I was just wondering how the ginseng hunting is going.I have been out once so far and i have found 15 thumb sized roots hope to find alot more of them 
GOOD LUCK too all


----------



## peple of the perch (Sep 13, 2004)

??????? what is ginsine ive herd of it but very little


----------



## flypilot33 (Feb 9, 2006)

I have never tried it.

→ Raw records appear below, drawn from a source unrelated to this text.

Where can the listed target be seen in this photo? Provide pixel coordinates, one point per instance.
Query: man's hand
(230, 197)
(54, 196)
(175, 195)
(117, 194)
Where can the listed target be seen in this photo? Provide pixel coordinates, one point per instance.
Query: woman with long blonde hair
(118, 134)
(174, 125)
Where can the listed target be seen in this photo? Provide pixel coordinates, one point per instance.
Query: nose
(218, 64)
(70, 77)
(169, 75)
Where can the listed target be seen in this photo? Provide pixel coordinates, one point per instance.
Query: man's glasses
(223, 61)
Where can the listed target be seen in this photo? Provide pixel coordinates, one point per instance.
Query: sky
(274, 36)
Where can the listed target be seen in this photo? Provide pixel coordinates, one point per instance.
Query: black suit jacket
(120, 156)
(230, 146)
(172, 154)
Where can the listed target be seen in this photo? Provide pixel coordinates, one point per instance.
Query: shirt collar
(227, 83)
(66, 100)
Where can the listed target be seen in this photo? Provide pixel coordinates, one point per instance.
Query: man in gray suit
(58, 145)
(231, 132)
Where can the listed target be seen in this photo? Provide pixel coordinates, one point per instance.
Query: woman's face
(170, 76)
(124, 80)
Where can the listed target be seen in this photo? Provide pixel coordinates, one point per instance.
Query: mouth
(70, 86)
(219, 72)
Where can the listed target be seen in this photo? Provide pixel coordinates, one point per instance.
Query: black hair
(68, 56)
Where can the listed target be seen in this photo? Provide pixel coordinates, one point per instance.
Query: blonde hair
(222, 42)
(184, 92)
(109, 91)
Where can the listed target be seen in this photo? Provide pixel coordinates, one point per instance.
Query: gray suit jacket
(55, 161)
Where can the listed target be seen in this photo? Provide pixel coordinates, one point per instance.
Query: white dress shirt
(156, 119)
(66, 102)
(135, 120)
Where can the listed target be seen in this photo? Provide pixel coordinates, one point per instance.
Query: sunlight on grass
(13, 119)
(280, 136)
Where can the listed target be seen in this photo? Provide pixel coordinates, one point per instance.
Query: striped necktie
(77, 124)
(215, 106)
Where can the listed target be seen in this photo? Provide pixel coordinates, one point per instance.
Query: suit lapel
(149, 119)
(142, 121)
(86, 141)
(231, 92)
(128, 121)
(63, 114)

I know some guys who usually do well though, they make some extra cash that way.


----------



## catfish1998 (Jul 8, 2004)

We have about a 1 pound that took us about one year to get.We have found some spots back home in WVA. That have been doing vary well the last few years.Hope to have 5LBS by the end of the year.We have a few pounds from a few years ago.


----------



## diesel (Mar 27, 2006)

how far north in ohio is ginseng? just wondering if it can be found in the local woods like morrels.


----------



## hardwaterfan (Apr 6, 2004)

im just curious, not interested at all....got enough "hobbies"....but who buys this stuff from you guys? or do some sang hunters actually use this stuff themselves?

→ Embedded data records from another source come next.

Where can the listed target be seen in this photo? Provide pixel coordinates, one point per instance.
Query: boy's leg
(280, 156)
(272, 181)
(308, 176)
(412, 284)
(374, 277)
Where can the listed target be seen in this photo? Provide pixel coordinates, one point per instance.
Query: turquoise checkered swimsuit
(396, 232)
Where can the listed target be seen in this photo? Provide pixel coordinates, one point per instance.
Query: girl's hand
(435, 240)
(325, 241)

p.s. some tiny tiny hens are starting to make themselves known.


----------



## saugeyeslayer1 (Oct 9, 2004)

I take mine to a guy in Barnsville.Hope this helps.


----------



## hardwaterfan (Apr 6, 2004)

i was just curious. thanks though.


----------



## TheSonicMarauder (Mar 9, 2006)

peple of the perch said:


> ??????? what is ginsine ive herd of it but very little


Ginseng is highly prized as an adaptogen (a product that does no harm, but increases the body's resistance to stress).

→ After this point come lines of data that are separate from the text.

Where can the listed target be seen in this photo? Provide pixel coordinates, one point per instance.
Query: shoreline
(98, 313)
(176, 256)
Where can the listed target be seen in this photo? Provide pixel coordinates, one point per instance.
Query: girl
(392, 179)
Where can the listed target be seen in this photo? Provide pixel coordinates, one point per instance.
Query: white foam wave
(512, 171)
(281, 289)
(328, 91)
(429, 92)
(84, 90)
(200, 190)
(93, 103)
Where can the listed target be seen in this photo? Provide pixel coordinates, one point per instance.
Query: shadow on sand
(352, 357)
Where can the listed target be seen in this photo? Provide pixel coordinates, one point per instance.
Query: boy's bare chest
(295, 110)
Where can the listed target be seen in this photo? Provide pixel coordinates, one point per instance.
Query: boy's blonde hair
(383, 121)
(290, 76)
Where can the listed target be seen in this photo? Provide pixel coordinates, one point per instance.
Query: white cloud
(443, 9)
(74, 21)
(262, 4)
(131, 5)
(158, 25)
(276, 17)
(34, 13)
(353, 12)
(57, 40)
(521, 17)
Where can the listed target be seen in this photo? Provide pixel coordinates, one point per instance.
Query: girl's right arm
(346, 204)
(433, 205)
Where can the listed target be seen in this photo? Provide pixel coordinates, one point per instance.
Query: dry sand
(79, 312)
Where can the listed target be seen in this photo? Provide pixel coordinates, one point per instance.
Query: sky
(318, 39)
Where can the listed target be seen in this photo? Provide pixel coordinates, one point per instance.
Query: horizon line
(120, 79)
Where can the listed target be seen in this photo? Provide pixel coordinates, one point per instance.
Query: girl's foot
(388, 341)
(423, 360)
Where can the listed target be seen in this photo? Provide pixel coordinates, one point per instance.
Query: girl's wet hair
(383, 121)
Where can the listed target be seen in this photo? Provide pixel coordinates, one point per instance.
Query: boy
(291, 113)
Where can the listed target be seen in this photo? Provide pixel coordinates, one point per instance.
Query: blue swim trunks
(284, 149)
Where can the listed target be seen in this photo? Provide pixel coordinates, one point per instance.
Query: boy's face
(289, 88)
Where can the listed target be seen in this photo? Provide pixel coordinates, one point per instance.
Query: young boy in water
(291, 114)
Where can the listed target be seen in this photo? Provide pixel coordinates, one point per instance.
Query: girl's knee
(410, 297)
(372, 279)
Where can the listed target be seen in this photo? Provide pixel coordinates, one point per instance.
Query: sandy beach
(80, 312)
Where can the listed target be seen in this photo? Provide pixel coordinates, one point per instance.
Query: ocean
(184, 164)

its more or less the proverbial


----------



## Weekender#1 (Mar 25, 2006)

I think fur buyers also deal in Ginseng and buy it by the pound, I have heard that it is going for around $350.00 per pound, but I am probably way off. Yes it grows in North West Ohio but I am not sure on where to look, creek bottoms, woods or fence rows. I have looked up what it looks like and you should also. Just search Ginseng on the web.


----------



## TheSonicMarauder (Mar 9, 2006)

http://en.wikipedia.org/wiki/Ginseng 

wikipedia has EVERYTHING lol


----------



## reel (Dec 15, 2004)

It is requlated.
See page 34 of the Ohio Hunting Regulations

Also:
http://www.dnr.ohio.gov/wildlife/Resources/Ginseng/ginseng.htm


----------



## Walter Adkins (May 20, 2004)

This sang season is a hard season for the pickers and buyers. At the beginning of the season local buyers could not sell roots less than ten years old over seas. Diggers could dig plants as young as 5 years old but unless they were 10 years old the buyers would not give top dollar for them. But I got a email from one of the buyers I know a few days ago. The email said that now buyers could sell 5 year old roots over seas. One thing to keep in mind as you dig. Keep the root and stem intact. If you do not have the growth rings on them you will not be able to sell that root. 
I do not dig it for sale any more but I do get a root or two for my personal use. If you want to make money at digging a root, dig yellow root. It is only going some where between $25-$35 a pound. But it is easy to find and there is tones of it. It also grows alot quicker than sang. Buy the way digging sang out of season or plants under 5 years will back you a big fine.


----------